Predicted interval ETS(ANN)model = [18.35944,22.85488] Interval produced by R = N(21, 1.4)

Predicted interval ETS(AAN)model = [19.19850,23.57607] Interval produced by R = N(21, 1.3)

Exercise 6: Forecast the Chinese GDP from the global_economy data set using an ETS model. Experiment with the various options in the ETS() function to see how much the forecasts change with damped trend, or with a Box-Cox transformation. Try to develop an intuition of what each is doing to the forecasts.

[Hint: use a relatively large value of h when forecasting, so you can clearly see the differences between the various options when plotting the forecasts.]

china <- global_economy %>%
               filter(Country == "China")#%>%
   
china %>%
      autoplot(GDP) + 
      labs(y = "Gross domestic product (in $USD).", title = "Gross domestic product of China from 1960 to 2020")

China GDP shows an exponential growth from year 2000+. No wonder, China is the factory of the world.

#lambda1 <- BoxCox.lambda(china$GDP)
#Box_cox = ETS (BoxCox(GDP, lambda1) ~ error("A") + trend("A") + season("N")),

fit <- china %>%
  #stretch_tsibble(.init = 10) %>%
  model(
    SES = ETS(GDP ~ error("A") + trend("N") + season("N")),
    Holt = ETS(GDP ~ error("A") + trend("A") + season("N")),
    Damped = ETS(GDP ~ error("A") + trend("Ad") +
                   season("N"))
  ) %>%
  forecast(h = 23) #%>%  accuracy(china)

fit %>%
  autoplot(china)+ 
      labs(y = "Gross domestic product (in $USD).", title = "Gross domestic product of China from 1960 to 2040")

As we can see, the Holt model shows a continuous exponential growth of China’s GDP.
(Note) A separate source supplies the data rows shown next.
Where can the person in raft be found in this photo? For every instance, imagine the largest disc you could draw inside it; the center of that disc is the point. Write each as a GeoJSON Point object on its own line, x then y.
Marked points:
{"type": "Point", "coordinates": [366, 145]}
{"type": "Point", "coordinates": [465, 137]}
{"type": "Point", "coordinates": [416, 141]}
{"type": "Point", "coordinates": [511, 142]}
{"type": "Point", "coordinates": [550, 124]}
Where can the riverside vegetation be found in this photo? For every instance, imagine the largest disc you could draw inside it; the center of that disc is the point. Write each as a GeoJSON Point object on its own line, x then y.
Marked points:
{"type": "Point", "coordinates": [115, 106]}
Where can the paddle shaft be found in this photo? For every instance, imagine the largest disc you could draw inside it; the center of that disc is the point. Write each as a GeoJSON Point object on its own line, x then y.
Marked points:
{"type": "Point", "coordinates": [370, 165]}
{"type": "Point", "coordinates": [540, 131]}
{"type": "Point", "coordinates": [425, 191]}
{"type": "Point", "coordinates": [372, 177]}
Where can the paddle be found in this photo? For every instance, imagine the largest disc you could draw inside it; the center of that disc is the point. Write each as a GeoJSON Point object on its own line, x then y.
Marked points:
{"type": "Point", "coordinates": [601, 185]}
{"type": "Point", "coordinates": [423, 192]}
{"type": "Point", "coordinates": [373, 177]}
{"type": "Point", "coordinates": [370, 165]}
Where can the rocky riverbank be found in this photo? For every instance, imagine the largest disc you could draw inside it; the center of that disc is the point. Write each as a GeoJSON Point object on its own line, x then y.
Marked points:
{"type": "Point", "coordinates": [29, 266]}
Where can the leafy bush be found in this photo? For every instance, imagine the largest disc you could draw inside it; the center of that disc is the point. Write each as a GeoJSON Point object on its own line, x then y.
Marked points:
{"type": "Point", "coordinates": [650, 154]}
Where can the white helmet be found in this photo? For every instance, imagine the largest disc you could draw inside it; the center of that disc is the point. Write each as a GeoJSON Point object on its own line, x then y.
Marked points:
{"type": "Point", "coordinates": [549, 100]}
Exercise 7. Find an ETS model for the Gas data from aus_production and forecast the next few years. Why is multiplicative seasonality necessary here? Experiment with making the trend damped. Does it improve the forecasts?

??aus_production
aus1 <- aus_production
sum(is.na(aus1$Gas))

## [1] 0

# not good , need a fix...aus1 %>% filter(!is.na(Bricks))
#aus2 <- aus1 %>% na.omit(aus1$Gas)
#mydata = mydata[complete.cases(mydata), ]

#aus1 %>% drop_na(Bricks)

aus1 %>%
  autoplot(Gas)+  labs(y = "Gas production in petajoules", title = "Quarterly estimates of Gas production in Australia")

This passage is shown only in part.